Guten tag, also ich teste grad meine Klasse...und in der Klasse wird eine exception gefangen und eine neue weiter geworfen!
ich weiß nicht wie ich das testen soll, WIe  exceptions eigentlich zu testen sind, weiß ich!
doch das Funktioniert nicht oder welche von beiden muss ich überhaupt prüfen???

meine zu testende Klasse:

```
public class Function implements IFunction {

	private final ScriptEngine engine;

	public Function(ScriptEngine engine) {
		this.engine = engine;
	}
	/**
	 * Gibt für den übergebenen x Wert ,den errechneten y-Wert zurück.
	 * 
	 * @param x
	 *            übergebene xKoordinate
	 * @return yKoordinate
	 */
	@Override
	public double f(double x) {
		Object y;
		try {
			y = engine.eval("f(" + x + ");");
		}
		catch (ScriptException e) {
			throw new IllegalStateException(e.getMessage());
		}
		return ((Number) y).doubleValue();
	}
}
```

und der test sieht bis jetzt so aus:

```
/**
	 * Prüft ob eine {@link IllegalStateException} geworfen wird, wenn falsche
	 * Werte übergeben werden.
	 * 
	 * @throws Exception
	 */
	@Test(expected = IllegalStateException.class)
	public void illegalState() throws Exception {
		
		function = math.eval("5x");
		function.f(1);
	}
```

kann mir jemand helfen????;(


----------



## tfa (4. Apr 2012)

Du musst deinem zu testenden Objekt eine [c]ScriptEngine[/c] (ein Mock) unterschieben, das beim Aufruf von eval()  einfach eine ScriptException wirft. Hierfür würde sich ein Mocking-Framework anbieten.


----------



## tanzverfuehrung (4. Apr 2012)

tfa hat gesagt.:


> Du musst deinem zu testenden Objekt eine [c]ScriptEngine[/c] (ein Mock) unterschieben, das beim Aufruf von eval()  einfach eine ScriptException wirft. Hierfür würde sich ein Mocking-Framework anbieten.
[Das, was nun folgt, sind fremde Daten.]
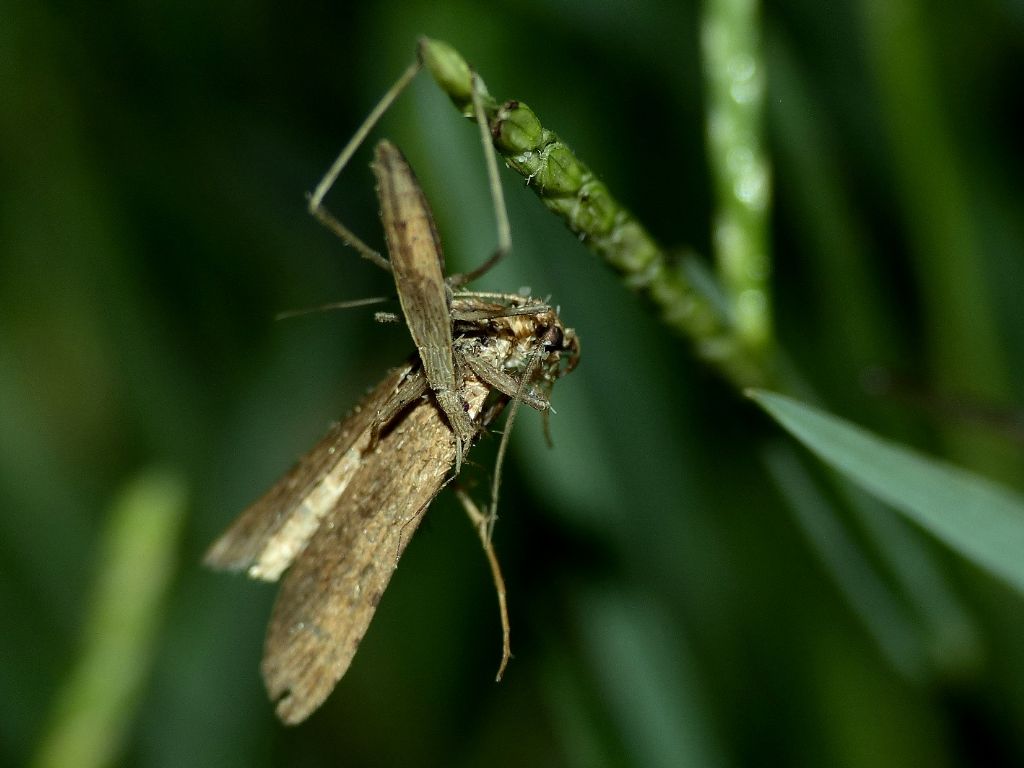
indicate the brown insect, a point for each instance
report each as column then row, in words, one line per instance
column 340, row 519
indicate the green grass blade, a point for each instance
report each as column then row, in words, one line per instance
column 978, row 518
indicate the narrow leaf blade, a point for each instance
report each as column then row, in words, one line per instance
column 978, row 518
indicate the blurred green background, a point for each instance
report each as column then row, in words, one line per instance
column 685, row 587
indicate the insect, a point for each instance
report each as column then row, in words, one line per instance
column 340, row 519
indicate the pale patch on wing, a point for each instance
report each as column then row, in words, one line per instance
column 267, row 536
column 329, row 596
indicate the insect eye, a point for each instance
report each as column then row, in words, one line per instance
column 553, row 339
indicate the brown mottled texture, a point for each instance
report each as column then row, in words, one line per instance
column 244, row 544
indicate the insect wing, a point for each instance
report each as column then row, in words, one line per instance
column 417, row 262
column 266, row 537
column 329, row 596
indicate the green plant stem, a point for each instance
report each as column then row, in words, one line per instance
column 734, row 75
column 570, row 189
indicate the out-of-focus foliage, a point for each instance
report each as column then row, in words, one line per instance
column 685, row 587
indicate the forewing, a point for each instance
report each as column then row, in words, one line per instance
column 416, row 261
column 329, row 596
column 278, row 525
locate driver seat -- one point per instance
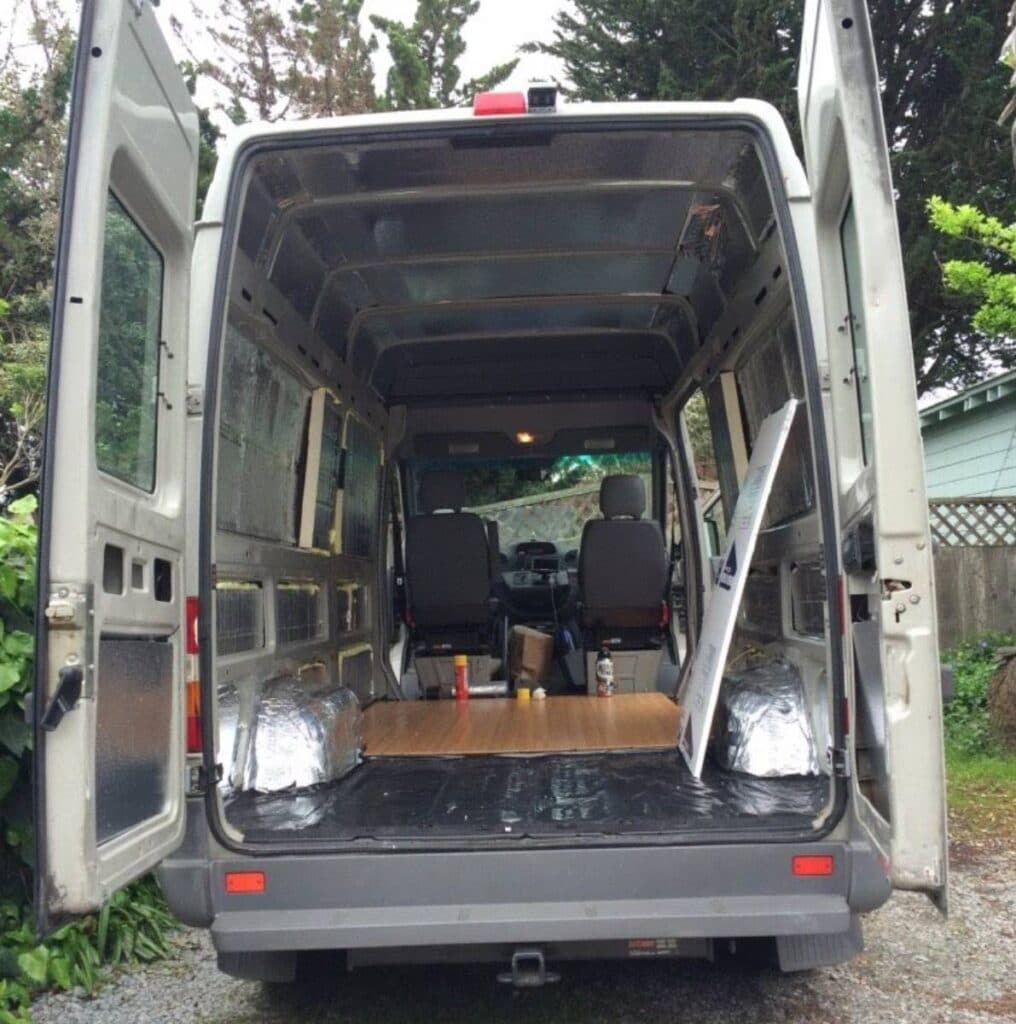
(448, 567)
(623, 567)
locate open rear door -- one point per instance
(109, 738)
(896, 724)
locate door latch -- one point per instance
(71, 680)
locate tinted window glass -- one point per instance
(127, 385)
(361, 491)
(858, 334)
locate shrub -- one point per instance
(967, 726)
(134, 926)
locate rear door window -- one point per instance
(362, 491)
(130, 323)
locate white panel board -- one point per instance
(702, 688)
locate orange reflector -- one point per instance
(485, 103)
(812, 864)
(194, 717)
(244, 882)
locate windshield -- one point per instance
(539, 499)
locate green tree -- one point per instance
(941, 87)
(34, 89)
(276, 61)
(425, 57)
(989, 283)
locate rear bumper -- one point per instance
(527, 923)
(375, 900)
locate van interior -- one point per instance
(490, 393)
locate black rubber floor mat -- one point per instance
(542, 796)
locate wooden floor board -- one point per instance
(626, 721)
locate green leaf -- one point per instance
(8, 964)
(18, 643)
(59, 973)
(10, 675)
(26, 506)
(14, 733)
(9, 770)
(34, 964)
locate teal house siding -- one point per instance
(970, 441)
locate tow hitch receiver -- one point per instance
(527, 970)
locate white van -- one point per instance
(350, 424)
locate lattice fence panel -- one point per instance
(973, 522)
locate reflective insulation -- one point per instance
(302, 738)
(133, 712)
(228, 728)
(764, 725)
(543, 796)
(261, 425)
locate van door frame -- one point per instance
(756, 119)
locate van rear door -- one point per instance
(108, 711)
(896, 721)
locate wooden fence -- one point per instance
(975, 565)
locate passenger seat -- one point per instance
(623, 568)
(448, 567)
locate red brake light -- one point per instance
(244, 882)
(193, 683)
(488, 103)
(811, 865)
(193, 605)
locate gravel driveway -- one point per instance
(917, 969)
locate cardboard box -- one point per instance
(530, 654)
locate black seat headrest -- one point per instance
(441, 491)
(623, 497)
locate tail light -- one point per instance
(193, 678)
(244, 883)
(488, 103)
(812, 865)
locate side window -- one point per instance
(262, 423)
(361, 493)
(705, 461)
(130, 324)
(858, 334)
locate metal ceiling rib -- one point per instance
(544, 258)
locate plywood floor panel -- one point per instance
(420, 728)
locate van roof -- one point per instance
(597, 245)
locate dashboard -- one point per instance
(538, 573)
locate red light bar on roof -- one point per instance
(488, 103)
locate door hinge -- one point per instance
(71, 680)
(196, 399)
(858, 549)
(202, 783)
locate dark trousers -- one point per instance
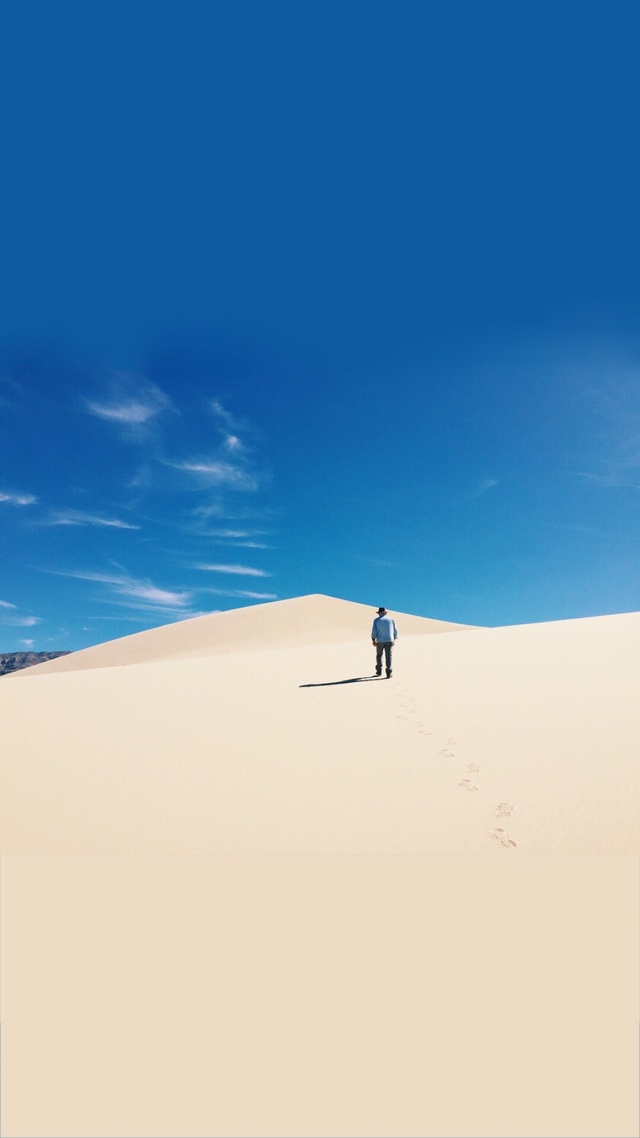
(384, 646)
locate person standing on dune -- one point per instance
(384, 635)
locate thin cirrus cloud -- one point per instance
(240, 592)
(218, 472)
(17, 499)
(129, 588)
(133, 403)
(78, 518)
(21, 621)
(239, 570)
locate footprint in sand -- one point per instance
(503, 838)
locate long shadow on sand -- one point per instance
(334, 683)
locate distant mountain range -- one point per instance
(13, 661)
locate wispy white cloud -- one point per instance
(132, 403)
(239, 570)
(241, 592)
(247, 545)
(219, 472)
(128, 588)
(234, 444)
(79, 518)
(19, 621)
(235, 534)
(17, 499)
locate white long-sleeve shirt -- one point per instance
(384, 629)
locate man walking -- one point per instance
(384, 635)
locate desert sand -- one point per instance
(263, 731)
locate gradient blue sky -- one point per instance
(317, 298)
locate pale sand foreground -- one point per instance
(502, 741)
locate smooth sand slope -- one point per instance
(275, 737)
(302, 621)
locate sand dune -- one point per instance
(303, 620)
(272, 736)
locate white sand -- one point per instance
(236, 733)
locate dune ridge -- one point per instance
(501, 741)
(304, 620)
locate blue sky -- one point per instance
(317, 298)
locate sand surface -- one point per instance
(262, 731)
ja also mit mocken ahbe ich es auch schon versucht!
aber da war nciht ein test bei mir grün!

der test zum Beipiel geht:

```
/**
	 * Prüft ob zu der linearen Funktion und dem übergeben x-Wert der richtige y-Wert
	 * errechnet wird.
	 * 
	 * @throws Exception
	 */
	@Test
	public void linearFunction() throws Exception {
		function = math.eval("5*x+1");
		Object result = function.f(-2.0);
		Object y = -9.0;
		assertThat(((Number) result).doubleValue(), is(((Number) y).doubleValue()));
	}
```
aber ist der falsch oder was???


----------



## tanzverfuehrung (4. Apr 2012)

tfa hat gesagt.:


> Du musst deinem zu testenden Objekt eine [c]ScriptEngine[/c] (ein Mock) unterschieben, das beim Aufruf von eval()  einfach eine ScriptException wirft. Hierfür würde sich ein Mocking-Framework anbieten.



meinst du so????:shock:

```
/**
	 * Prüft ob eine {@link IllegalStateException} geworfen wird, wenn falsche
	 * Werte übergeben werden.
	 * 
	 * @throws Exception
	 */
	@Test
	public void illegalState() throws Exception {
		//@formatter:off
		context.checking(new Expectations() {{
			oneOf(engine).eval("sf");
				will(returnValue(ScriptException.class));
		}});
		//@formatter:on
		function.f(1);
	}
}
```

die zeile muss aufjedenfall bleiben oder???

```
@Test(expected = IllegalStateException.class)
```

oder muss die andere Exception da hin?

```
@Test(expected = ScriptException.class)
```


----------



## tfa (4. Apr 2012)

Ich seh nicht so recht, wo da gemockt wird.
Mit JMockit würde ich es so machen:

```
@Mocked
private ScriptEngine engine;

@Test(expected = IllegalStateException.class))
public void scriptExceptionIsForwardedAsIllegalArgumentException() {
    Function func = new Function(engine);
    new Expectations() {
        {
            engine.eval(anyString);
            result=new IllegalArgumentException();
        }
    };
    func.f(0.0);
}
```
In diesem einfachen Fall geht es sicher auch ganz gut ohne Mocking-Framework.

Edit: OK, jetzt seh ich auch dein Mocking.


----------



## tanzverfuehrung (4. Apr 2012)

ich habe es nun mal so probiert aber das geht immer noch nicht, im meiner console sagt er mir:


> java.lang.Exception: Unexpected exception, expected<java.lang.IllegalStateException> but was<java.lang.AssertionError>




```
/**
	 * Prüft ob eine {@link IllegalStateException} geworfen wird, wenn falsche
	 * Werte übergeben werden.
	 * 
	 * @throws Exception
	 */
	@Test(expected = IllegalStateException.class)
	public void illegalState() throws Exception {
	function =new Function(engine);
	
	//@formatter:off
		context.checking(new Expectations() {{
		engine.eval("abc");
	            result= new ScriptException("");
		}});
		//@formatter:on

	    function.f(0.0);
//		assertThat(function.f(0.0), is(result));;
	}
}
```
;(;(


und ich habe mocking auch bisschen anders gelernt und habe es noch mal so implementiert und da kommt eine andere fehler meldung, was ja noch kurioser ist!!!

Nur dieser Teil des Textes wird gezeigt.